Par Hadi Sraïeb – Le gouvernement et ses affidés tombent de Charybde en Scylla !

Tout le monde connait peu ou prou l’Odyssée d’Homère. Charybde et Scylla sont deux monstres marins de la mythologie grecque, situés de part et d’autre d’un détroit, deux menaces successives qui se présentent sur le chemin de retour d’Ulysse !

Cette allégorie du danger signifie qu’en voulant échapper à une épreuve difficile, on se retrouve face un péril encore plus grand !

Dans le langage commun, cela équivaut à dire: éviter un danger pour en affronter un autre encore pire ou bien encore aller de mal en pis.

C’est précisément ce qui arrive au gouvernement dans sa tentative désespérée de sortir de l’impasse.

Pris au piège de la dérive récessive et de ses effets protéiformes (crise sociale aiguë, incivisme débridé, désorganisation institutionnelle, querelles byzantines, paralysie du tissu économique, étranglement des leviers d’intervention de l’Etat, etc.), le pouvoir est en émoi et ne sait plus comment se sortir de cette nasse (pour ne pas dire bourbier) dans lequel, -comme ses prédécesseurs-, il s’est laissé enfermer !

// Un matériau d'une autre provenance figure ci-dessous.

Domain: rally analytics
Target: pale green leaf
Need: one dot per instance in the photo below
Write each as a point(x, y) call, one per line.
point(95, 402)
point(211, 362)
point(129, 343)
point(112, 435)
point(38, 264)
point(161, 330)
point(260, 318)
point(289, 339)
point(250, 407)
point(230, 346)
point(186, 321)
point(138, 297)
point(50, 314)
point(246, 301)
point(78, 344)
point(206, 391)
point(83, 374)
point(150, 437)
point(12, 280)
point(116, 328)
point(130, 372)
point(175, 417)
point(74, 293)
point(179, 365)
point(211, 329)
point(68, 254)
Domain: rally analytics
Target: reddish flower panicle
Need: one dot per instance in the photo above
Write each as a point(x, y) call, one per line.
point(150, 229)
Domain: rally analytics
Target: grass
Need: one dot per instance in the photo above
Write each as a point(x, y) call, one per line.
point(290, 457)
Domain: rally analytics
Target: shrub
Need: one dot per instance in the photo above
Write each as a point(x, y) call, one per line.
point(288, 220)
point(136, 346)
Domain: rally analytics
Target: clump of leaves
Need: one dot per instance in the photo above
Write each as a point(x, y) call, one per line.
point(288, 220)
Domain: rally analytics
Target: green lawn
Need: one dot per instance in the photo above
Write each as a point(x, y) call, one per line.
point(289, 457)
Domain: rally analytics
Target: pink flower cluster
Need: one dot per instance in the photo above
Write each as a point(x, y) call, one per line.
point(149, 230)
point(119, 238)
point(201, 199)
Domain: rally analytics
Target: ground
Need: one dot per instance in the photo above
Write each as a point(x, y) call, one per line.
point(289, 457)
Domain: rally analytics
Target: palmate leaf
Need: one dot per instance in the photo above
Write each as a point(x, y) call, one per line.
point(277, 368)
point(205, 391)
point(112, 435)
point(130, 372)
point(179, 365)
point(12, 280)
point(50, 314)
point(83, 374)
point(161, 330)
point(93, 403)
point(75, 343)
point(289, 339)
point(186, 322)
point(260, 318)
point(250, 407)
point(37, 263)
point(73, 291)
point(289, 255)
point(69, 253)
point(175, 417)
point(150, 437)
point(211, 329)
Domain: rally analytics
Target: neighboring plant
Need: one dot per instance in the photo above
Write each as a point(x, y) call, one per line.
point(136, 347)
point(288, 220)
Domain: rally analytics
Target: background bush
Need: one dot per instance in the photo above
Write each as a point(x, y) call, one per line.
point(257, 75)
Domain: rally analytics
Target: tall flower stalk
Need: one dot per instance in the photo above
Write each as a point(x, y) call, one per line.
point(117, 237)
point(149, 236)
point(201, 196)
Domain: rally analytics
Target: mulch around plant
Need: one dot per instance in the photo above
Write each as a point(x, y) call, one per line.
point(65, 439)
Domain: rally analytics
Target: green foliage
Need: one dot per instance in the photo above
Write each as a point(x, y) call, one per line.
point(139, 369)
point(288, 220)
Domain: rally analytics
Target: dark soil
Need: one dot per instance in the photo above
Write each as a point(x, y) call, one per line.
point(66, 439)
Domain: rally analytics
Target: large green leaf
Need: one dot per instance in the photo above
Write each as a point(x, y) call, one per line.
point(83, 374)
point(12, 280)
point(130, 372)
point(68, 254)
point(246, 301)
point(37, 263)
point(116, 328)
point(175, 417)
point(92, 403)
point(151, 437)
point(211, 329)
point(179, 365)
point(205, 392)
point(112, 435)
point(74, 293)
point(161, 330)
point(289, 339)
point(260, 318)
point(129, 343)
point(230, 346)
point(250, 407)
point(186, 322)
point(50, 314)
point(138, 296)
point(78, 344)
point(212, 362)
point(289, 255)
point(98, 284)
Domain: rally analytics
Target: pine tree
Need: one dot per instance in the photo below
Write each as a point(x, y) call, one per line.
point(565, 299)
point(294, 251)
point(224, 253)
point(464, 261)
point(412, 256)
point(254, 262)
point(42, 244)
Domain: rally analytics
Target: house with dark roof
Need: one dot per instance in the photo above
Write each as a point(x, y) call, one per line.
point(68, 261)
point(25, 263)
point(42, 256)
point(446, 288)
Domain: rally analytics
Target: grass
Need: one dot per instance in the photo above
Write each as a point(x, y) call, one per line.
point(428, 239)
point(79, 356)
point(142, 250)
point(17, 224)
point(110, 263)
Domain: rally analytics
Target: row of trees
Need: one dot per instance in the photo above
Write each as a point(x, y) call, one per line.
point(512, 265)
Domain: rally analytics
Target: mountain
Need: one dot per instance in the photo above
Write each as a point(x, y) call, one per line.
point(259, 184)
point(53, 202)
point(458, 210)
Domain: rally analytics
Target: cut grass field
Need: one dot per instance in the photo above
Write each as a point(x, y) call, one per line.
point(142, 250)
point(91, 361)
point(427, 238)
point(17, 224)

A y regarder de plus près, c’est toute la classe dirigeante, dans ses diverses composantes parlementaire, présidentielle et gouvernementale, qui croit encore en une possible fuite en avant !

Un apport substantiel d’argent frais changerait du tout au tout la situation, offrant au pays une nouvelle possibilité de redressement et de reprise généralisée.

Une large fraction de l’opinion, il est vrai, souscrit à cette chimère illusoire.

Une cécité inconsciente mais assez largement partagée qui tient à une confusion délibérément entretenue entre deux notions antinomiques: gérer et transformer, ou bien encore entre administrer et remanier.

Tous les gouvernements qui se sont succédés, aucun n’échappant à la règle, ont sciemment maintenu et entretenu cette équivoque laissant espérer qu’une « bonne gouvernance » viendrait à bout des difficultés, une sorte de condition nécessaire et suffisante.

Bien sûr, et très tôt, l’idée de Réforme, notion passe-partout, ondoyante à souhait, au périmètre jamais précisé, a bien été avancée, faisant l’objet de débats et de préconisations, mais sans jamais trouver le début d’une concrétisation.

Aucune des dites réformes structurelles avancées (compensation, périmètre public, assiette fiscale) n’a été entamée. Les gouvernements passés, comme le dernier en date, se sont bien gardés de s’y atteler, tant leur mise en œuvre apparait hasardeuse, voire périlleuse, (revoilà Charybde) pour leur propre maintien au pouvoir.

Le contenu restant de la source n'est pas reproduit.